Music therapy should not be used if the person undergoing treatment doesn’t want it. The effects of the music will be quite low and in the end, it would be a waste of money.
The therapy should not be used as the only form of treatment. If you’re suffering from Depression, the music will help but it’s not supposed to be a solo treatment. It’s important that you utilize music therapy hand-in-hand with your medication. The same goes for Anxiety and everything else.
This is especially true for physical conditions like heart disease or when you’re recovering from a stroke.
How Much Does Music Therapy Cost?
Music therapy isn’t the cheapest thing out there. If you’re wondering how much it’ll cost you, this will depend on where you live.
In general, it can be quite pricey.
Of course, this depends on the clinic you go to as the more higher-end it is, the more expensive their services will be.
In fact, the equipment used will determine how expensive the sessions can get. You may also conduct activities with the music which would influence the final amount.

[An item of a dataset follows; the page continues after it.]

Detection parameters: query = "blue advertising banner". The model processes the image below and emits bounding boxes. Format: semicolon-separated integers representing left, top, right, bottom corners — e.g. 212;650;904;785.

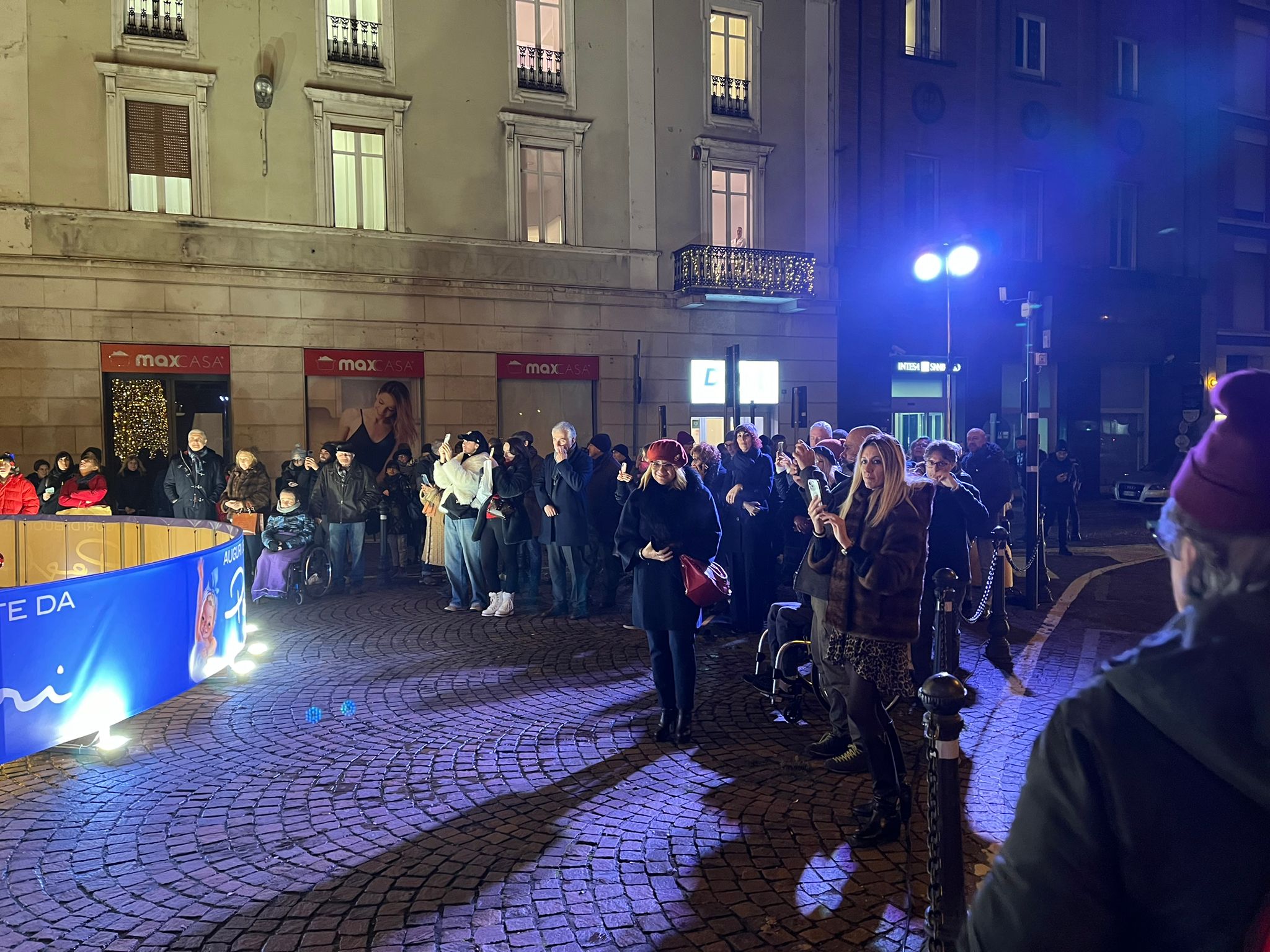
0;536;246;763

Unfortunately, you can’t go to therapy once a month. When undergoing music therapy sessions, you have to go at least once a week, even more depending on what your doctor recommends.
Most centers allow you to pay for your month’s sessions in advance, however.
How Effective Is Music Therapy?
Music therapy is incredibly effective. As we discussed above, it can be used to treat a wide range of physical and mental health issues. What’s best about this is that research has been done to prove its effects.
It can help treat:
- Heart disease
- Mother-infant bonding
In fact, these are just a few things music therapy can help with. There are countless more and as our knowledge of how it works expands, we will be able to treat other conditions with it.
There are many famous blind piano players too.
Who Can Benefit From Music Therapy?
Music therapy is used for a range of things.
You don’t have to suffer from anything serious to go for music therapy sessions. You may just have had a stressful week, so a visit to a music therapist can relieve you of your stress and help you feel more relaxed.
Playing instruments like the piano at home could help with this too. Even cheap pianos like the Yamaha EZ-220 work for this.
This doesn’t negate the fact that it’s mostly used to tackle more serious mental health issues.
It’s quite clear that music therapy is a form of treatment that should be taken very seriously. It can help with many things, and fortunately, it’s becoming more widely available.
That being said, you should be careful to ensure that it’s not the only form of treatment you’re undergoing as it’s not fit to be the only remedy for most illnesses. It works hand-in-hand with other forms of treatment and can help you get better.
There is a great deal of evidence showing that music therapy has been used throughout history, dating back to the Ancient Egyptians. This shows how powerful music really is.